Key Architectural Decisions
Task grouping by databuilder
When multiple tasks share the same databuilder, they run together in a single loop. The databuilder receives a mixed batch of examples from all active tasks, generates data for all of them in one call, and the framework routes results back to the correct task by the task_name field on each record.
This matters for throughput: if you have ten tasks using the same LLM, one databuilder instance makes ten tasks worth of LLM calls in a single batched request, instead of ten sequential loops each making independent calls.
Async LM concurrency with credential pooling
LMProvider blocks issue all requests in a batch concurrently using a persistent async event loop. Concurrent requests are bounded by two limits: a per-block call_limit and a global semaphore shared across all blocks that use the same API credential.

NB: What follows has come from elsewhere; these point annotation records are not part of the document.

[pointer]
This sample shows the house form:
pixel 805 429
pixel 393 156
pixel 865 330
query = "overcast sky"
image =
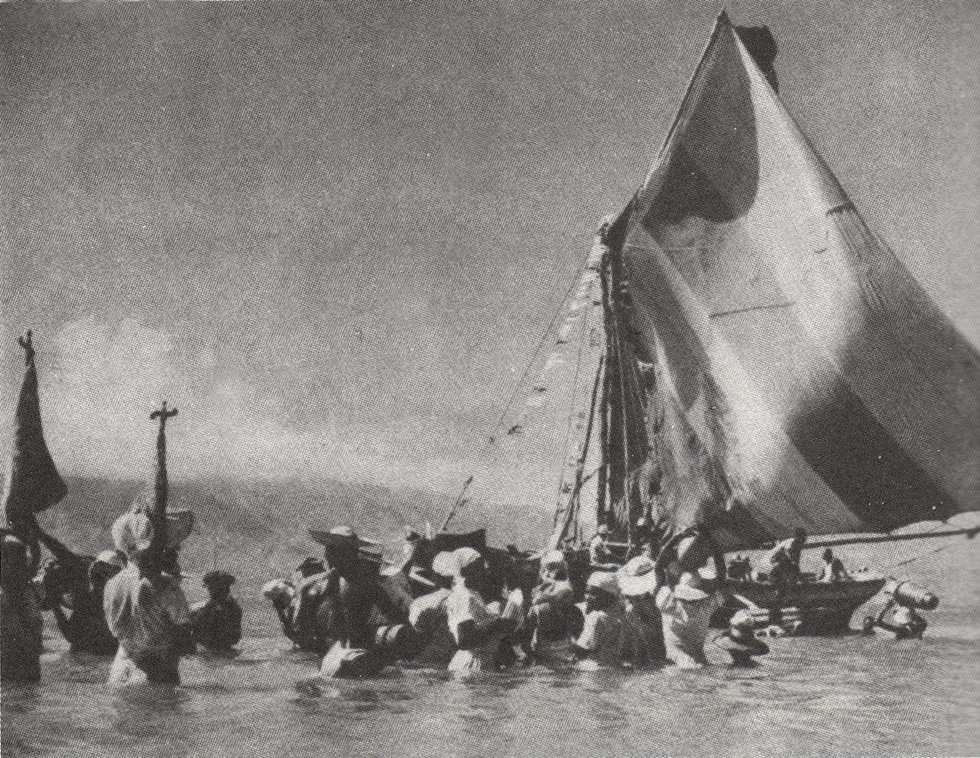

The global semaphore is the important part. If you run five databuilders that all call the same OpenAI API key, the total number of in-flight requests across all of them is capped at the semaphore limit. This prevents rate-limit errors even as you scale the number of tasks and builders in a single run.
Lazy plugin registry
Databuilders, blocks, datastores, dataloaders, and formatters are all registered with decorators (@register_data_builder, @register_block, and so on). The registry does not import these modules at startup. Instead, it scans source files statically to build a map of decorator calls to file paths, and imports a module only when its registered name is first requested.
This means startup time does not grow with the number of plugins installed, and adding a new databuilder or block requires no changes to any registry configuration file. The decorator on the class is the entire registration.
Plugins are organized into namespaces (core, public). The core namespace is always loaded. Additional namespaces are added by the entry point (fms_dgt.public) or via --include-namespaces at the command line.